CPRE is very pleased by today’s announcement that Bodmin Moor in the Cornwall Area of Outstanding Natural Beauty has been awarded Dark Sky Landscape status by the International Dark-Sky Association, the first AONB to gain this recognition. Such places are designated by the international body if they meet standards for night sky quality and natural darkness in a core area, with a peripheral area that supports preserving the dark sky at the core. 

The International Dark-Sky Association works to give people the opportunity to experience the wonder of a natural night sky; and to lessen the impact of artificial light on human health, wildlife and climate change.

Emma Marrington, senior rural policy campaigner at the Campaign to Protect Rural England, comments:

"We are delighted that Bodmin Moor, the largest part of Cornwall AONB at over 80 square miles, has been internationally recognised for the quality of its dark skies. This is a huge achievement led by Cornwall Council and Caradon Observatory, to achieve lasting protection for the stunning night skies above Bodmin Moor. 

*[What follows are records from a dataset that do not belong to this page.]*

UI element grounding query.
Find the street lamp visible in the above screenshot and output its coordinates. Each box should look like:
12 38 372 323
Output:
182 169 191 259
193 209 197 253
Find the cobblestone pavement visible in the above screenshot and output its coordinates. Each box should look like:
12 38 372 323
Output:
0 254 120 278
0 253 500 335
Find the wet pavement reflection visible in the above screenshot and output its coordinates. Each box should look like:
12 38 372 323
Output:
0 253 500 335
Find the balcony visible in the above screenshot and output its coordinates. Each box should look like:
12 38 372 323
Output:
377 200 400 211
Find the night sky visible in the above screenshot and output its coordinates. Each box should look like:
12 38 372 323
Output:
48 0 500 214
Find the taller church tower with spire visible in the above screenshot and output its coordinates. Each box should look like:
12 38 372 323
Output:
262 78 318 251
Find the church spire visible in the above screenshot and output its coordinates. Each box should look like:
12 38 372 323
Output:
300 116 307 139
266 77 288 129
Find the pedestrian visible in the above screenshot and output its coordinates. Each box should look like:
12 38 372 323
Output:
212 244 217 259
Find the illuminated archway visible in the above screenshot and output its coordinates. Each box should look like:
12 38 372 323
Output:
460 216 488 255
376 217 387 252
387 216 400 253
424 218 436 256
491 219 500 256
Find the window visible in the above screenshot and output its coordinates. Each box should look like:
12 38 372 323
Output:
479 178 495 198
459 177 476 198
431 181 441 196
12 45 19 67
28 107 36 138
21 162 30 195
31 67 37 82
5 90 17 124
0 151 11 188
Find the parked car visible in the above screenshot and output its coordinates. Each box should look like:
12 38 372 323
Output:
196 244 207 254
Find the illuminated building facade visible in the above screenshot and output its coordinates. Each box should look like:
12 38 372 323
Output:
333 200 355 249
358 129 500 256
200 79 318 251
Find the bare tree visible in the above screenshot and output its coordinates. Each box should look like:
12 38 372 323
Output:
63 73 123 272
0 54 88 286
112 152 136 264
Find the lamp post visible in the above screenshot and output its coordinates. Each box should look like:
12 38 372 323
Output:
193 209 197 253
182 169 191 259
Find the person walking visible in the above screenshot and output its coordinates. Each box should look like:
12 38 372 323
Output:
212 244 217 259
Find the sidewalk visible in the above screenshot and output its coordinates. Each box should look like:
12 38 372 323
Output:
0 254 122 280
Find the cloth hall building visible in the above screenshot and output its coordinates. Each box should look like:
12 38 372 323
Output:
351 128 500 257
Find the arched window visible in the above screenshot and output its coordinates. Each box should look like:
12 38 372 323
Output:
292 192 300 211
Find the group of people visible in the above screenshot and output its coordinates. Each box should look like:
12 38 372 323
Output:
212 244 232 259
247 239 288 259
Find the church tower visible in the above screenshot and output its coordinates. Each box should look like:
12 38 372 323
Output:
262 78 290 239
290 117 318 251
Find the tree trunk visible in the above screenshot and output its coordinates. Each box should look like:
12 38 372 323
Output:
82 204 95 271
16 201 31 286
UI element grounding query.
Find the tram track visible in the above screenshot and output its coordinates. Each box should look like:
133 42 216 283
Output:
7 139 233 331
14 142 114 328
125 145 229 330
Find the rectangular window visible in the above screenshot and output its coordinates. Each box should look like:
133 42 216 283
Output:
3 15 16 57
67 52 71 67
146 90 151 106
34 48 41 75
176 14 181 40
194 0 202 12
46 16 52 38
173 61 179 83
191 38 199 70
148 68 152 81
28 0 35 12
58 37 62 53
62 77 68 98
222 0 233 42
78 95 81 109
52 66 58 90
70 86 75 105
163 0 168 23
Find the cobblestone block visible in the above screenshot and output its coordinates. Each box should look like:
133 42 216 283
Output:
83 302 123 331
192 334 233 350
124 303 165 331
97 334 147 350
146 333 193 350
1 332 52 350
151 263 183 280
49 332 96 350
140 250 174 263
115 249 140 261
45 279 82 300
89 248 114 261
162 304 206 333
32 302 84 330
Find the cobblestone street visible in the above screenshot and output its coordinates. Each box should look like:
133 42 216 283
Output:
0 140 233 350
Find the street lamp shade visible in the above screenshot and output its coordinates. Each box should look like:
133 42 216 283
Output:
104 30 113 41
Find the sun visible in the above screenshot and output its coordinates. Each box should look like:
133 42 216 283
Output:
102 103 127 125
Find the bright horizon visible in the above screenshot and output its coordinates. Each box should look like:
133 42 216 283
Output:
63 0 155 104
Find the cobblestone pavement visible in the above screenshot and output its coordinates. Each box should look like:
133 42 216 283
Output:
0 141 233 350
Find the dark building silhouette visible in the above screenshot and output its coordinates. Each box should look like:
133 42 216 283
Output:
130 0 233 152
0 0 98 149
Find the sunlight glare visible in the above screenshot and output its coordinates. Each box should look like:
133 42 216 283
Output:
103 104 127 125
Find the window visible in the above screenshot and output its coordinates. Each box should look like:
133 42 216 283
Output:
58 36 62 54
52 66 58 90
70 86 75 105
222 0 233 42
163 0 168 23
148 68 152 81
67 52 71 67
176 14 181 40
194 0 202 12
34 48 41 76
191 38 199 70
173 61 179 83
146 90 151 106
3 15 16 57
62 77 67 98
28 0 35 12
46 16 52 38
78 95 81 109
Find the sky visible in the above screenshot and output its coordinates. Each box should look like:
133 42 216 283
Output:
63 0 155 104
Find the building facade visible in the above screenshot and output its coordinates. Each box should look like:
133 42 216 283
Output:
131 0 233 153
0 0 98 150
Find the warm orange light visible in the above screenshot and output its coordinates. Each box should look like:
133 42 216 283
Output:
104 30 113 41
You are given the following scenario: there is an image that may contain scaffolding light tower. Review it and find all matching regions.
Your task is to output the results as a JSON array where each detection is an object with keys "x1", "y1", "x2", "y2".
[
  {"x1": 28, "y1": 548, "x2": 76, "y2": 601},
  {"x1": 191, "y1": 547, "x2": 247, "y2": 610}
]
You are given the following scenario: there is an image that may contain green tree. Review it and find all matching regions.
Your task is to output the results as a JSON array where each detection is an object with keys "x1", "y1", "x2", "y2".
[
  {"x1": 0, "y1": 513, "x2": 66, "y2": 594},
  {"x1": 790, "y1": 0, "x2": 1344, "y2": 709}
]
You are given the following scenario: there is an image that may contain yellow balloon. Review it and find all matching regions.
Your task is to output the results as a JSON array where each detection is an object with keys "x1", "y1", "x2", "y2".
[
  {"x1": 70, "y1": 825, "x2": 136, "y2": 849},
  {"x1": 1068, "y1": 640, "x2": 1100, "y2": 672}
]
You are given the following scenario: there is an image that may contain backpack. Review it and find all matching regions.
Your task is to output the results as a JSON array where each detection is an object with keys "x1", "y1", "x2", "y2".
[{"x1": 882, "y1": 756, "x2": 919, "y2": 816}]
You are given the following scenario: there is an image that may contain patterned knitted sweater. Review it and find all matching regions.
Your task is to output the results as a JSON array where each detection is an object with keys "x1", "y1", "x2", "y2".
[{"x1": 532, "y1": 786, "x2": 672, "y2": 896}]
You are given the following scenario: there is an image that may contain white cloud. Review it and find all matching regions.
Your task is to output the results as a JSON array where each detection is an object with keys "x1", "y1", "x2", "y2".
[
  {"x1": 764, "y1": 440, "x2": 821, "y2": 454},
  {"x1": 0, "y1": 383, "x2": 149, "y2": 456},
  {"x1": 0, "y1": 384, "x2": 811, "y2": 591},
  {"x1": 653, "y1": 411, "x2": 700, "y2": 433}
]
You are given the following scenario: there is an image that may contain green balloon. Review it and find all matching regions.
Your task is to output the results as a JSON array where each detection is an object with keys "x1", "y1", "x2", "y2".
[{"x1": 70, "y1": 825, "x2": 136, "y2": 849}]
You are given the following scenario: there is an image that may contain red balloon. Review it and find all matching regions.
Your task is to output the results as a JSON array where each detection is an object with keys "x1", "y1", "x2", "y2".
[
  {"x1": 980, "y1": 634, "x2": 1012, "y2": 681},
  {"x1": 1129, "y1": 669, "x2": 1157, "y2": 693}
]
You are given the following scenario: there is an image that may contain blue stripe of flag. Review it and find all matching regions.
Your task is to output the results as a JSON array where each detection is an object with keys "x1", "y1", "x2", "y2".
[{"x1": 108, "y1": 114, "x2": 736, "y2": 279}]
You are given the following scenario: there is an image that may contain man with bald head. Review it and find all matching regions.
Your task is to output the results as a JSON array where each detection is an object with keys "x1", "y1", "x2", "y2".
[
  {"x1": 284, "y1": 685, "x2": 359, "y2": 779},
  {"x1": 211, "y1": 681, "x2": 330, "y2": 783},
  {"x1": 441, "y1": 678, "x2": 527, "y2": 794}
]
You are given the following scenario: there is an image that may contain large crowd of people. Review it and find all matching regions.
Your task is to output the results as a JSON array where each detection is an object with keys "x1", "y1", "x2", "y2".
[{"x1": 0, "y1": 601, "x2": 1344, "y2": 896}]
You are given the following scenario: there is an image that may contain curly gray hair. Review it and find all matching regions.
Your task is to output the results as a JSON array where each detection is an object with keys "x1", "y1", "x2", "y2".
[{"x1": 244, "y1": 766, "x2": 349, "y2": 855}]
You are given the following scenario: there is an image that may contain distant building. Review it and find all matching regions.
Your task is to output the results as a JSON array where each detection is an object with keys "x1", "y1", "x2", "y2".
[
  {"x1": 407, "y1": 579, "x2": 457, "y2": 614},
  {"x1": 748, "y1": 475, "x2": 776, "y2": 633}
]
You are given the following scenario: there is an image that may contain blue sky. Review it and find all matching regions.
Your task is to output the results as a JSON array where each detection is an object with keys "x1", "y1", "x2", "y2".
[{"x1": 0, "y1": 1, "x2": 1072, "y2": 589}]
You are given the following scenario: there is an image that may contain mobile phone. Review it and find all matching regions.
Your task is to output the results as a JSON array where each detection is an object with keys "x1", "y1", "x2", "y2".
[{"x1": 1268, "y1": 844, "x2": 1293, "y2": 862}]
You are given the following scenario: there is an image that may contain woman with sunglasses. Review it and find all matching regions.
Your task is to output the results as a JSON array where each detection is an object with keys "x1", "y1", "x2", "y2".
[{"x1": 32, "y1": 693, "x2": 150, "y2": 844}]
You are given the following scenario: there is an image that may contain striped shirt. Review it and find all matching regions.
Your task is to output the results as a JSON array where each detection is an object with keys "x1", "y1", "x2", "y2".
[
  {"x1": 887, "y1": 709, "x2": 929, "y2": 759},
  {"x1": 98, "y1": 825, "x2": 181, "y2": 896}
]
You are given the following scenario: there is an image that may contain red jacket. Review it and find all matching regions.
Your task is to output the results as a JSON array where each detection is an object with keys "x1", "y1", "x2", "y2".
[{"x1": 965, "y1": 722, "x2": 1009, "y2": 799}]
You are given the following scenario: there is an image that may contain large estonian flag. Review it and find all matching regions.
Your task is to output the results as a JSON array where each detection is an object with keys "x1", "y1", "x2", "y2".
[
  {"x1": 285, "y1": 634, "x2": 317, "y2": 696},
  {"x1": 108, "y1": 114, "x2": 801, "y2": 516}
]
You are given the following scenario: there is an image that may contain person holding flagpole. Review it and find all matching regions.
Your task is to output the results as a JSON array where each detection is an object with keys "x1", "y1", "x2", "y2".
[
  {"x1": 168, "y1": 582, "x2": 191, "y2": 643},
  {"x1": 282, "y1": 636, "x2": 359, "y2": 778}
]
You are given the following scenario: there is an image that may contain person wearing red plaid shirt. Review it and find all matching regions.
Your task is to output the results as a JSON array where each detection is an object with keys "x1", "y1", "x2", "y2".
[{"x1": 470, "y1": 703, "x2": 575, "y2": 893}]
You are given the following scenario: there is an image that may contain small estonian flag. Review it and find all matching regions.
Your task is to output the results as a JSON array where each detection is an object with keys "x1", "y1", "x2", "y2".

“We are particularly pleased that the bid was enhanced by CPRE’s Night Blight mapping, which is the first time a Dark Sky bid has used the maps as complementary evidence. The maps, created by LUC, were launched last year and showed that Cornwall is the 4th darkest county, with the Cornwall AONB having 63% pristine night skies, free from light pollution, compared with 22% of England overall. The maps showed that the skies above Bodmin Moor are exceptionally dark.

“We hope this will inspire people to visit Bodmin Moor to enjoy the experience of a truly dark starry sky; an opportunity denied to many of us who live under the constant glow of light pollution. This huge achievement means that the exceptional darkness of these skies will be protected for the benefit of current and future generations."

CPRE hopes other AONBs will pursue Dark Sky status - and use our Night Blight maps, given that our mapping found that 40% of England’s pristine night skies are above England’s 34 AONBs. Detailed maps are available for all English counties, districts, AONBs, National Parks and National Character Areas, along with an interactive map for Britain.